Organizations will also be required to write off research expenses over a longer period of time. Previously, taxpayers have had the choice of taking an immediate deduction or capitalizing the amounts and amortizing over five years. The research credit was left mostly untouched throughout recent legislative process, but the new requirement that research expenditures be capitalized and amortized between five and 15 years will have a huge impact on life sciences organizations heavily invested in those activities.
Taxpayers seeking to maximize the benefit of immediately deducting R&D expenditures should consider the effective date of the required amortization rule (i.e., Dec. 31, 2021) and if possible, accelerate their R&D activities prior to this date.
How Will the Reform Impact Executive Compensation and Talent Strategy?
Life sciences organizations compete for top talent by offering employee perks like on-site meals and other amenities.

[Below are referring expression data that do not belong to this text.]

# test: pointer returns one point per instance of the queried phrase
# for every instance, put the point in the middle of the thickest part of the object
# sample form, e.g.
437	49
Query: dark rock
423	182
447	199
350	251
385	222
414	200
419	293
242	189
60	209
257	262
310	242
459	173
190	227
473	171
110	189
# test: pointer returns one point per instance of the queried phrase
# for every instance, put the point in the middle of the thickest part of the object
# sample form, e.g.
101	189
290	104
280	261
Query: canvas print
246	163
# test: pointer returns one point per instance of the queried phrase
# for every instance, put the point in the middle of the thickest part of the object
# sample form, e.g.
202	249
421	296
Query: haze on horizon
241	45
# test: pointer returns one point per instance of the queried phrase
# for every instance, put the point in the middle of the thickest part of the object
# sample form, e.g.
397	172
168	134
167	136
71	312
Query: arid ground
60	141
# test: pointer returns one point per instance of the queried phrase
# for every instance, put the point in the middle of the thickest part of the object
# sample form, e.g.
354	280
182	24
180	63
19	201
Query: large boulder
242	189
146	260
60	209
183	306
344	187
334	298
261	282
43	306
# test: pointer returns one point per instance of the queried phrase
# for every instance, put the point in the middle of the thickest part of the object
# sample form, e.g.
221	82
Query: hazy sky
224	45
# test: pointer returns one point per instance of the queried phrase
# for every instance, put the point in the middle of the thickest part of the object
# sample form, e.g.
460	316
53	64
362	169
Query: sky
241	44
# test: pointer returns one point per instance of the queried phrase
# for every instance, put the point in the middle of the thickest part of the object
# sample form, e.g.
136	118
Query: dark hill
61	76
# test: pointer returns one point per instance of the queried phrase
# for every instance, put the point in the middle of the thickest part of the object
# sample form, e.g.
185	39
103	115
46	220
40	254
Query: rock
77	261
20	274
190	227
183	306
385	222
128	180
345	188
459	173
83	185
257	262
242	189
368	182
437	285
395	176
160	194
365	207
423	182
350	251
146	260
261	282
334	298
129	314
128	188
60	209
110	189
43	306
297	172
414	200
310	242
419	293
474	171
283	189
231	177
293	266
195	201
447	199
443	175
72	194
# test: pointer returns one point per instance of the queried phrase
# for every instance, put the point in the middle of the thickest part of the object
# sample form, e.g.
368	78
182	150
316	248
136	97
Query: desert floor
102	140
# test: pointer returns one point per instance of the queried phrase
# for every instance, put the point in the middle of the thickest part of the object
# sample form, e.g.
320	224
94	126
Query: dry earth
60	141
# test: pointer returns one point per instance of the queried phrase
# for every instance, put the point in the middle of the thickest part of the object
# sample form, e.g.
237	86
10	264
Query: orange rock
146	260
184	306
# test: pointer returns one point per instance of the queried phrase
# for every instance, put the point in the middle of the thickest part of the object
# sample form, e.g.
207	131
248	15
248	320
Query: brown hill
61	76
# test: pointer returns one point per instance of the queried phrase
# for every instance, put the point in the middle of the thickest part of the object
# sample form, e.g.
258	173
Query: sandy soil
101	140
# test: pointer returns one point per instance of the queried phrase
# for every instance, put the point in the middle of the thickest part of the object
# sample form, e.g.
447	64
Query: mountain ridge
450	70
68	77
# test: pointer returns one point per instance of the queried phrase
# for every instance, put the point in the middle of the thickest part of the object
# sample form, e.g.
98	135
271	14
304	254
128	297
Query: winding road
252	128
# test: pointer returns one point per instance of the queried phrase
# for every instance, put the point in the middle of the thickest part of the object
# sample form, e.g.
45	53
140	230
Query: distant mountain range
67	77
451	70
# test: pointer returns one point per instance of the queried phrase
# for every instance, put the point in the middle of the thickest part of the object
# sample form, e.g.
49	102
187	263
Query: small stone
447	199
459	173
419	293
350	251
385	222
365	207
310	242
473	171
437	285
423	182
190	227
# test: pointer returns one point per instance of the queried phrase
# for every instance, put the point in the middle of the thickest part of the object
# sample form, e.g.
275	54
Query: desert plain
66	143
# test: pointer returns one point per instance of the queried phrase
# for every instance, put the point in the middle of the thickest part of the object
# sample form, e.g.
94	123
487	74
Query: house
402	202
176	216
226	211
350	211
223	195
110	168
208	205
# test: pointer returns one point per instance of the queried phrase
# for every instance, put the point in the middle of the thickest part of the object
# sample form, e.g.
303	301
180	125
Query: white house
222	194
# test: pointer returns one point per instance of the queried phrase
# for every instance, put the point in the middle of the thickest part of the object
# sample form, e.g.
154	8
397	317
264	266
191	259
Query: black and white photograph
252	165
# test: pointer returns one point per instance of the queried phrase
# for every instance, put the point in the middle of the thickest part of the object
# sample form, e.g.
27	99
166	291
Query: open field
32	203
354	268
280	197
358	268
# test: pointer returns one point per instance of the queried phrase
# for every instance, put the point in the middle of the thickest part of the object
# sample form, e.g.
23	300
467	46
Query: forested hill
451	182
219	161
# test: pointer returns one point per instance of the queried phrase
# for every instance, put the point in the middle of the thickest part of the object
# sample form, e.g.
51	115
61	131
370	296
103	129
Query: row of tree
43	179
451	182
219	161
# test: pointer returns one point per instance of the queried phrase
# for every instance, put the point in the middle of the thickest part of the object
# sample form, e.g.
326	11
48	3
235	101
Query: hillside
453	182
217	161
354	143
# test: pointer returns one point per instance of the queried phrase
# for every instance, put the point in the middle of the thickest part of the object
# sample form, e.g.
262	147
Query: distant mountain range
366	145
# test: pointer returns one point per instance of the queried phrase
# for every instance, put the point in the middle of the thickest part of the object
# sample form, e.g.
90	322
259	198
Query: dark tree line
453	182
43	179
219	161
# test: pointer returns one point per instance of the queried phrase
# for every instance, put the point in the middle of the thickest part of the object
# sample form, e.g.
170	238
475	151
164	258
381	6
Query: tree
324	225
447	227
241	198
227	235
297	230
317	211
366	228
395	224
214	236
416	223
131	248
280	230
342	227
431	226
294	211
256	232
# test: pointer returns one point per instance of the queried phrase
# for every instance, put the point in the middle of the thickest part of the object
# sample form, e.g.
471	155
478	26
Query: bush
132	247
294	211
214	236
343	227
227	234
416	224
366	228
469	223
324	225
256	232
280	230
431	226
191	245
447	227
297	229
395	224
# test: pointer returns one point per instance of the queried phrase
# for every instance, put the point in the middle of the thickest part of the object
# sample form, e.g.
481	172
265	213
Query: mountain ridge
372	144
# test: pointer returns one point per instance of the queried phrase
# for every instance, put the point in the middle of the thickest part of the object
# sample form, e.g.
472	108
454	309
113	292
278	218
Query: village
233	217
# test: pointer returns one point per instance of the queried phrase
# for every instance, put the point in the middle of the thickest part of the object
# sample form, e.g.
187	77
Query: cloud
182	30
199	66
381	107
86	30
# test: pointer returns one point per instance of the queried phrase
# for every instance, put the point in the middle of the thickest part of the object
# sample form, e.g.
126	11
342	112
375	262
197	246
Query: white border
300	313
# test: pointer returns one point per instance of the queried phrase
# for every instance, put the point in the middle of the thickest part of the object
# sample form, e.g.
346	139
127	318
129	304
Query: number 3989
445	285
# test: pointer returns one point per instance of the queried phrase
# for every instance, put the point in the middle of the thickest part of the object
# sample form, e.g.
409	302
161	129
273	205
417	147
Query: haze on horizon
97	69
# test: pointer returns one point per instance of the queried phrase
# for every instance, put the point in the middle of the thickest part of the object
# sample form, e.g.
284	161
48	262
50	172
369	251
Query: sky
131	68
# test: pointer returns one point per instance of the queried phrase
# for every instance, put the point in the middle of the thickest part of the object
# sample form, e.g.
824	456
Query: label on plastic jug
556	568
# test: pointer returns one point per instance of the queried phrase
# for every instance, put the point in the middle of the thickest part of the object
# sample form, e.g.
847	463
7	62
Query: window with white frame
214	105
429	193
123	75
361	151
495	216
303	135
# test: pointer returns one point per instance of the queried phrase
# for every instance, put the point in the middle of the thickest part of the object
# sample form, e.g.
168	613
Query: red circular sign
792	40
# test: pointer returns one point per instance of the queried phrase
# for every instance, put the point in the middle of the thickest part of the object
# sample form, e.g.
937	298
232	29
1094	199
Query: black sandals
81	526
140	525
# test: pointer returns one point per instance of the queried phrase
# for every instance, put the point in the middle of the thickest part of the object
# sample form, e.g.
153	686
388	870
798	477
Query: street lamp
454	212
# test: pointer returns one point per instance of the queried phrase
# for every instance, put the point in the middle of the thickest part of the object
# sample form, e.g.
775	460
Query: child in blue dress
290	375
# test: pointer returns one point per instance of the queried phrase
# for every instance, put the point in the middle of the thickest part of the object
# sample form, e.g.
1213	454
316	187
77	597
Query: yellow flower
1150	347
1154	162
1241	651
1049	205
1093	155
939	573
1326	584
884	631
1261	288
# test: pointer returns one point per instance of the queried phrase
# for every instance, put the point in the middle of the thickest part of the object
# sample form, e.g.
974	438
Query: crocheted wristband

The new tax law eliminates the ability to write-off employee fringe benefits, which includes meals, transportation, and anything deemed as entertainment or amusement. Employers will now have to either fully absorb the cost of those perks, scale them back, or cease to offer them entirely.
The new tax law modifies the types of compensation that are subject to the deduction limitation by repealing the performance-based and commission-based exceptions and adding “compensation payable under a written binding contract in effect on Nov. 2, 2017, and not materially modified thereafter.” It also modifies the definition of “covered employees” to include:
- Any person serving as the CEO or CFO at any time during the taxable year
- The three highest compensated officers (excluding the CEO and CFO) reported in the SEC executive compensation disclosures
It also applies the $1 million deduction limit to former covered employees and their beneficiaries and extends it to all domestic publicly traded corporations, and all foreign companies publicly traded through American depositary receipts (ADRs).
These changes may further hurt life sciences organizations’ ability to attract and maintain talented individuals. It could particularly impact smaller or emerging organizations, who are not able to absorb the cost of competitive perks.
What Should Life Sciences Organizations Do Next?
While this year’s filing deadline has come and gone, organizations still have plenty of work to do. Life sciences companies should undertake an internal audit to understand how the rules will affect them in the long term. This process takes time, and requires intense focus, organizational buy-in, and external expertise.